竜巻博士に終始してワタリガラスの成果なし

  スチュワートさんとの英会話教室は、お互いしりたいことを、きく時間にかわってしまった。
  きのうは、米国をおそった巨大竜巻の新聞記事をだして、
  「竜巻の規模をさす、EHのHは、HUJITAとある。日本人の名ではないか?」
  といきなり、きいてきた。あいまいな記憶をたどって、
 「うーん、日本からアメリカへ頭脳流失した藤田教授ですよ。米国での竜巻研究もすごいけど、 
 藤田教授のダウンバースト(下降噴流)の発見もすごい。世界中で、離発着時の航空機事故が予防できるようになったんですから」
 「でも、なんで、日本で大きな竜巻がないのに、竜巻の研究をはじめたの?」
 それには、窮して「うーん、わかんない」。ローラのように返事してしまった。
  
 藤田哲也氏は、1920年北九州生まれ。明治専門学校(九州工大)機械科卒で、助教授。
 1945年に広島、長崎原爆被害調査。1947年に、福岡と佐賀の県境、背振山(せぶりさん)の雷雲調査で、下降気流をしらべた。
  霊山でしられる背振山(1054m)は、霧がたちこめる難所で、1936年にはフランス人飛行士が遭難している。この調査がその後の人生をきめることになったようだ。
  東大の正野教授から、台風のマイクロ解析の研究をすすめられ、53年博士号取得。これに、シカゴ大のバイヤース教授が関心をもち、藤田氏を招聘。57年に藤田氏はムービーカメラをもって、ファーゴ竜巻を調査。 これが、竜巻の科学的調査の嚆矢となった。65年にシカゴ大教授に就任。ドクター・トルネードとして、有名に。
 75年には、ケネディ空港航空機事故の調査。原因となった下降噴流=ダウンバーストを発見した。79年には、ダウンバーストの予測を可能にした。
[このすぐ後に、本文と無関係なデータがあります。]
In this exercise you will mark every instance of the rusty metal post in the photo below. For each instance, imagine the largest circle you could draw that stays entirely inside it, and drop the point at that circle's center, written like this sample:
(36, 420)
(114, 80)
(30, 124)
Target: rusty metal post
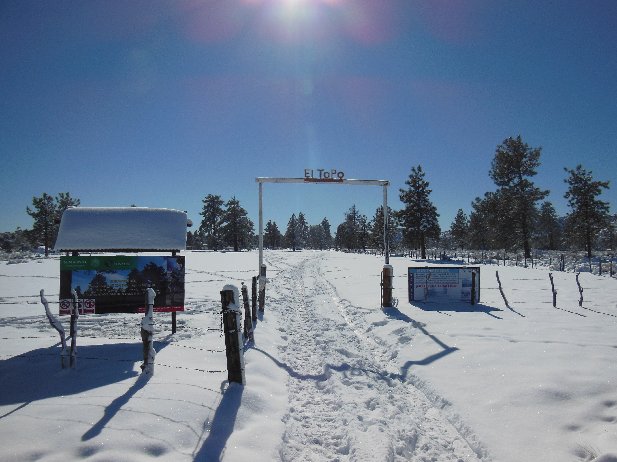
(233, 334)
(387, 275)
(248, 321)
(254, 299)
(473, 287)
(147, 333)
(262, 287)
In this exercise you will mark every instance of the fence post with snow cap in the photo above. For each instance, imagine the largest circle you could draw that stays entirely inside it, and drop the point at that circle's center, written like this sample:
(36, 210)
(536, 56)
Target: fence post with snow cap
(501, 290)
(580, 290)
(386, 286)
(56, 324)
(232, 326)
(254, 299)
(147, 333)
(550, 275)
(248, 321)
(262, 287)
(73, 330)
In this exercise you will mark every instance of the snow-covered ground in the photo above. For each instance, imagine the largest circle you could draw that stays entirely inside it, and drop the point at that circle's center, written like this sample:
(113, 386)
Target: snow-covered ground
(331, 376)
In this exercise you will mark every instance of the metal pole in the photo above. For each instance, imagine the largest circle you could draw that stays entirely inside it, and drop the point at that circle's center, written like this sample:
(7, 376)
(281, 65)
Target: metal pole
(386, 250)
(261, 226)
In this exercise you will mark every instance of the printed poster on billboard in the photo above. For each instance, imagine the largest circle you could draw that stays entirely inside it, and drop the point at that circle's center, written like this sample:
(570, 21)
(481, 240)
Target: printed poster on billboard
(442, 284)
(118, 283)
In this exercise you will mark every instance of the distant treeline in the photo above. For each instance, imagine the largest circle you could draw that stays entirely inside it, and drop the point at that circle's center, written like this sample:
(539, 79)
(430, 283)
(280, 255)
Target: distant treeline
(516, 216)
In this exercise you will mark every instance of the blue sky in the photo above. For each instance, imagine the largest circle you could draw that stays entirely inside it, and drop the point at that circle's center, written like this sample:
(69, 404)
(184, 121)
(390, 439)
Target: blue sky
(160, 103)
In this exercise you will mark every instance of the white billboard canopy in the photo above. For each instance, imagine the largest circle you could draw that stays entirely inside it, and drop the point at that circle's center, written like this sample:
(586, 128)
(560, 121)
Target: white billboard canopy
(122, 228)
(443, 283)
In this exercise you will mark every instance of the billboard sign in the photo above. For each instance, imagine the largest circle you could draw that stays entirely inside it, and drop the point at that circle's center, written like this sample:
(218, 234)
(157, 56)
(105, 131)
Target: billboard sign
(118, 283)
(442, 283)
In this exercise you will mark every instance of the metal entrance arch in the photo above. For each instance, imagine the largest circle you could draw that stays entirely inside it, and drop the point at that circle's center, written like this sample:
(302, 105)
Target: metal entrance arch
(383, 183)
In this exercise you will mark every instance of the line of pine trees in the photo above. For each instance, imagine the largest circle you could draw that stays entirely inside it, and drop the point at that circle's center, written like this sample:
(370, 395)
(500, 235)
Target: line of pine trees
(516, 216)
(46, 212)
(224, 225)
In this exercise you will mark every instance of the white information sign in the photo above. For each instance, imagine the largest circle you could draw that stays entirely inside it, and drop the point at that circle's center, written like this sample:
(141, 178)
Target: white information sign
(444, 283)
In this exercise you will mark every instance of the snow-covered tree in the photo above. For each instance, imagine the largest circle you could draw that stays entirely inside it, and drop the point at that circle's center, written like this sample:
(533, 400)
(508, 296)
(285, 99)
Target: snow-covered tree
(213, 215)
(512, 167)
(47, 212)
(302, 230)
(327, 234)
(291, 233)
(459, 230)
(548, 227)
(236, 228)
(376, 229)
(419, 216)
(273, 238)
(588, 215)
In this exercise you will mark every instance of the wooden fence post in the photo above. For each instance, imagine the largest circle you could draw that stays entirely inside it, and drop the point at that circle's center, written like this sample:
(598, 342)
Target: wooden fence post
(248, 320)
(73, 330)
(56, 324)
(262, 287)
(387, 275)
(580, 290)
(147, 333)
(501, 290)
(233, 334)
(254, 299)
(550, 275)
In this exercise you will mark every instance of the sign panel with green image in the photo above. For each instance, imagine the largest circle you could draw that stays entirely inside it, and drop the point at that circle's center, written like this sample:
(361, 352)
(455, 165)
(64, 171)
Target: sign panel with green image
(118, 283)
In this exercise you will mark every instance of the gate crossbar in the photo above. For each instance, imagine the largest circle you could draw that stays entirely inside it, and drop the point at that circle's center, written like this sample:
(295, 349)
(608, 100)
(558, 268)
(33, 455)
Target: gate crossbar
(382, 183)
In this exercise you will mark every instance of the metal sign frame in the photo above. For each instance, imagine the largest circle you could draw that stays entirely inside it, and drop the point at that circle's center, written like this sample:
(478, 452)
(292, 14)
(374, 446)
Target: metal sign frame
(310, 180)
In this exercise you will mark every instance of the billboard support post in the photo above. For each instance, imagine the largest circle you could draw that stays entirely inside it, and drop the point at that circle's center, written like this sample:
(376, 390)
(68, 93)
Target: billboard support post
(147, 333)
(73, 329)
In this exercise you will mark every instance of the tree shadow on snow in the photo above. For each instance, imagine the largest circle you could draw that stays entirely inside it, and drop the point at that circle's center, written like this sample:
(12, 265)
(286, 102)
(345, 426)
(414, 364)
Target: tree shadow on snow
(344, 368)
(37, 374)
(221, 426)
(394, 313)
(457, 307)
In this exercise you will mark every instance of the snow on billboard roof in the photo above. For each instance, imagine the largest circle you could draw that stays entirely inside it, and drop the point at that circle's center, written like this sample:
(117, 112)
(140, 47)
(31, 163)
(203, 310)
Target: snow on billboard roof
(122, 228)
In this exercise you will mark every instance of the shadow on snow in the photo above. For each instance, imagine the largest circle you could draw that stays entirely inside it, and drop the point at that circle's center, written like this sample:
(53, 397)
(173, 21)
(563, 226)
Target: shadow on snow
(37, 375)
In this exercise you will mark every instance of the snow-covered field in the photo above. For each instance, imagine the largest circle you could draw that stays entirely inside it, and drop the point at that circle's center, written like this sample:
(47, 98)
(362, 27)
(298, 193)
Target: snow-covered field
(331, 376)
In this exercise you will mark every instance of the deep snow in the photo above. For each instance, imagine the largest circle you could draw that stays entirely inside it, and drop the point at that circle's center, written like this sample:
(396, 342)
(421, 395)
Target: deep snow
(331, 376)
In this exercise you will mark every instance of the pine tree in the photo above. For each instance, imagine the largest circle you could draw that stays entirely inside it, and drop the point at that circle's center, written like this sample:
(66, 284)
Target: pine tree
(47, 212)
(316, 237)
(588, 214)
(419, 216)
(213, 215)
(514, 163)
(302, 232)
(291, 234)
(459, 230)
(236, 228)
(272, 236)
(63, 202)
(376, 229)
(548, 227)
(327, 235)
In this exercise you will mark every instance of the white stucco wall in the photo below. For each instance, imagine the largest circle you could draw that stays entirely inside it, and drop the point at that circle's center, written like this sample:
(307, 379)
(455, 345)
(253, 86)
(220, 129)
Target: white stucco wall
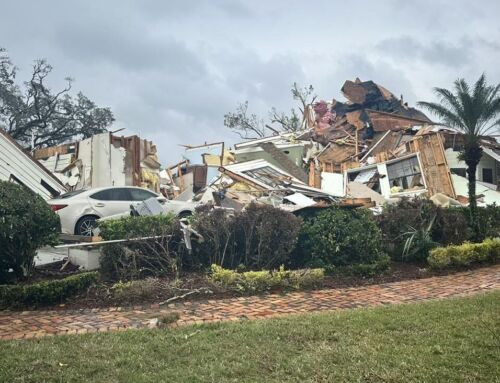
(486, 162)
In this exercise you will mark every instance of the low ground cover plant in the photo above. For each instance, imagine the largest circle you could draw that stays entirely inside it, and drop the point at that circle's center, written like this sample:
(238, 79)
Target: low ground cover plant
(265, 280)
(343, 239)
(45, 292)
(456, 256)
(26, 224)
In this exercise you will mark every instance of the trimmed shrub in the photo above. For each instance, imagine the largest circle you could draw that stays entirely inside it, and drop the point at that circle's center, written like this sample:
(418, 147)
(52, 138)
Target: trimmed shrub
(340, 237)
(261, 281)
(456, 256)
(139, 259)
(452, 228)
(26, 223)
(412, 227)
(46, 292)
(260, 236)
(488, 220)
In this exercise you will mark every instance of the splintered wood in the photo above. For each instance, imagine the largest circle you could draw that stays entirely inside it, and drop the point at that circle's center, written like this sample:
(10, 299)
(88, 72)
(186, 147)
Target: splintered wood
(434, 164)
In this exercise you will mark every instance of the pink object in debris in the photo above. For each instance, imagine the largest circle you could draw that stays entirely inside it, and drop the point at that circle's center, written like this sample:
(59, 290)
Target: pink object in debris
(324, 117)
(320, 108)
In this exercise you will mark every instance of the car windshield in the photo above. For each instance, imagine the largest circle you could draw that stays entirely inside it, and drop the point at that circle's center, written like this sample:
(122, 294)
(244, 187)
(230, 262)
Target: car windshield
(70, 194)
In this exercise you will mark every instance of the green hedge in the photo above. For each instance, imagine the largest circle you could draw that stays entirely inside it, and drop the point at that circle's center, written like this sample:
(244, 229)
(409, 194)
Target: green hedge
(465, 254)
(337, 238)
(46, 292)
(260, 281)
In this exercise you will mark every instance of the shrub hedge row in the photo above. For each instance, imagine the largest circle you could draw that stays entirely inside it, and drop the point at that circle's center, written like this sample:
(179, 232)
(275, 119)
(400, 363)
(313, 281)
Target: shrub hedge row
(46, 292)
(265, 280)
(464, 255)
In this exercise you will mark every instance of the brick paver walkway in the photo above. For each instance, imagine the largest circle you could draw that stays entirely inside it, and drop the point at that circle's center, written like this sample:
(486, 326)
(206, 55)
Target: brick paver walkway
(29, 324)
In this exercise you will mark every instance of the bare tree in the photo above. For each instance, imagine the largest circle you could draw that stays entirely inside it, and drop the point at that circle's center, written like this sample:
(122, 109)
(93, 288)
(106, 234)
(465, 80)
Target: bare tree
(250, 126)
(36, 116)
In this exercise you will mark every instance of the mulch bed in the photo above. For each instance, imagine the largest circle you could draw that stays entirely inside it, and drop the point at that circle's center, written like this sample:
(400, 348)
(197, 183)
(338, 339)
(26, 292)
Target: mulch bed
(101, 296)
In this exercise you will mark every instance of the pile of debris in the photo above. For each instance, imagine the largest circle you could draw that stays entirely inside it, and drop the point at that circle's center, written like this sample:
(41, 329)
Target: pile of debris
(376, 146)
(368, 150)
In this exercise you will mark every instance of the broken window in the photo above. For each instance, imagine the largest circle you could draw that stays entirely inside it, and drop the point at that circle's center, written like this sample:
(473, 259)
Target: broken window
(405, 175)
(266, 175)
(369, 177)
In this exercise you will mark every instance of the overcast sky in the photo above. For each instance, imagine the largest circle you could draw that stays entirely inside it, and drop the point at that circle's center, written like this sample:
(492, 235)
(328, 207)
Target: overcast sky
(170, 70)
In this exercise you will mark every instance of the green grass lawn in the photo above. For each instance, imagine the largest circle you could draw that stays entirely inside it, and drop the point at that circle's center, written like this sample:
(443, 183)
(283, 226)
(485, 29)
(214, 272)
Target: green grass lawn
(455, 340)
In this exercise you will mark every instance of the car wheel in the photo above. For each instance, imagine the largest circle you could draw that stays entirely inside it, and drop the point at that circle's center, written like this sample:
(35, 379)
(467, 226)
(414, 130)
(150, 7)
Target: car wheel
(86, 225)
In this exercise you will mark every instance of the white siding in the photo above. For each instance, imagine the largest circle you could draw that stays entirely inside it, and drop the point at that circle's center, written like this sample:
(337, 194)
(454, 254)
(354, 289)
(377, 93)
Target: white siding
(13, 161)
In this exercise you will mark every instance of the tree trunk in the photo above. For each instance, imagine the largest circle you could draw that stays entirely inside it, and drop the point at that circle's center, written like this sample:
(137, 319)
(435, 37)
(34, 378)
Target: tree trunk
(473, 155)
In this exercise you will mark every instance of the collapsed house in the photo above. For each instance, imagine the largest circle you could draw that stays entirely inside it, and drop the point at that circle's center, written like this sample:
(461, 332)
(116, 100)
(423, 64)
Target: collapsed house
(104, 160)
(366, 151)
(376, 146)
(18, 166)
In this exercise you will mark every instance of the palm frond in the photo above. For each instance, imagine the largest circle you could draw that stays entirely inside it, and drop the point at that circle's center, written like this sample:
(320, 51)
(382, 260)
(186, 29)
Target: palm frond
(448, 116)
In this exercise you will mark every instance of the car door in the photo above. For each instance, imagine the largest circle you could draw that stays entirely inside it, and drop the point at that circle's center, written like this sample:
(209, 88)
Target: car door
(111, 201)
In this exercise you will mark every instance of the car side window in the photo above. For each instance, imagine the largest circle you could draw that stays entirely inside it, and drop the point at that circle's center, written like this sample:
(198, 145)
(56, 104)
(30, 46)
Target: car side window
(103, 195)
(115, 194)
(141, 195)
(121, 194)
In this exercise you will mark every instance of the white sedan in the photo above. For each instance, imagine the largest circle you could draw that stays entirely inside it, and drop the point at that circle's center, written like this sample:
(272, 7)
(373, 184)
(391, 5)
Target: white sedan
(80, 209)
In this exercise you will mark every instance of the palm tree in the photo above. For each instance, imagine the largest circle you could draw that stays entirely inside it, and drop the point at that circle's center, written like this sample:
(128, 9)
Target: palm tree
(473, 112)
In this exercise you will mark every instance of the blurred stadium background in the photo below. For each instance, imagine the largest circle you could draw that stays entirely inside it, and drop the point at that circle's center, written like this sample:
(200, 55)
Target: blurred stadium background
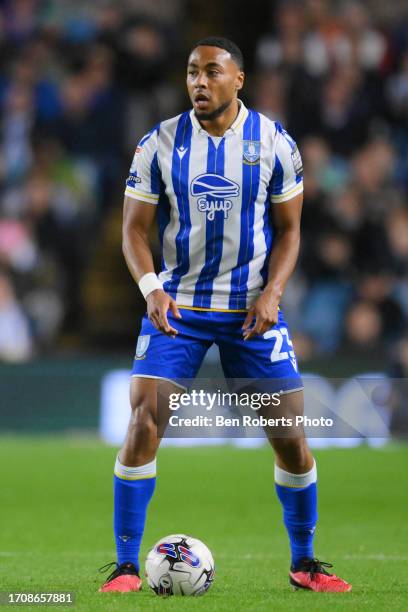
(81, 82)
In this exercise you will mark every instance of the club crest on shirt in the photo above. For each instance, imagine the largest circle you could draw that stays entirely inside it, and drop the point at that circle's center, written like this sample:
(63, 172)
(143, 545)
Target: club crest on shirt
(251, 154)
(213, 193)
(142, 346)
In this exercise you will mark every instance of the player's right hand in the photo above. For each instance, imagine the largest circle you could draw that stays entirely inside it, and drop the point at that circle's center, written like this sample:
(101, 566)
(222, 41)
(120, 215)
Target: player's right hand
(158, 303)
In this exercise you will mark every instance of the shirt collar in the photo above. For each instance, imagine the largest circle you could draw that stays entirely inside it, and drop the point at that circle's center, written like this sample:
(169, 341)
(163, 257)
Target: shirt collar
(235, 127)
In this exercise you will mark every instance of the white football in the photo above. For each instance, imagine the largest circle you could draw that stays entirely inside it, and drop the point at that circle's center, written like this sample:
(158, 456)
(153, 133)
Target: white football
(179, 565)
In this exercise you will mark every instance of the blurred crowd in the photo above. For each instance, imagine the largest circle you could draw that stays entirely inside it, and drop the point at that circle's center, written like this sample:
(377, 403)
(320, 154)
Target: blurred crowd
(80, 82)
98年に逝去している。
  スチュワートさんへ次週の答は、
『藤田氏は、はじめから竜巻に関心があったわけではなかった。九州の背振山での下降気流の調査依頼があり、その結果がしっかりしていたので、やがて、シカゴ大に関心をもたれ渡米。米国の竜巻を、はじめて科学的に研究し、竜巻研究の礎となった』、でいいか。
 
 さて、こちらがスチュワート先生にきいたのは、ロンドン塔のワタリガラスのこと。
 「たしか、ロンドン塔では、羽をきって、かっているんじゃなかったかなあ」
 「はあ?」
 「日本のカラスは、RAVEN(ワタリガラス)じゃないの?」
 「CROW。小さいですよ」
 えられること少なくてがっくり。
 そのかわり、ワタリガラスについて、北海道・知床での様子が少しわかった。
 背面飛行どころか、背を下にしたまま、上昇する生態を写真入で紹介してあるすばらしい、サイトを見つけたのだ。
かれらは編隊飛行し、3羽が顔をむけあう、アクロバット飛行までしているではないか。
 猛禽類をもおそれず、ワタリガラスは、オオワシのしっぽをくわえ、急停止する悪戯も。
 とんでないやつだ、ワタリガラスは。
 
 ただし、ホワイトが記述したような、とびながら片足で体をかく生態は、知床ではみられない。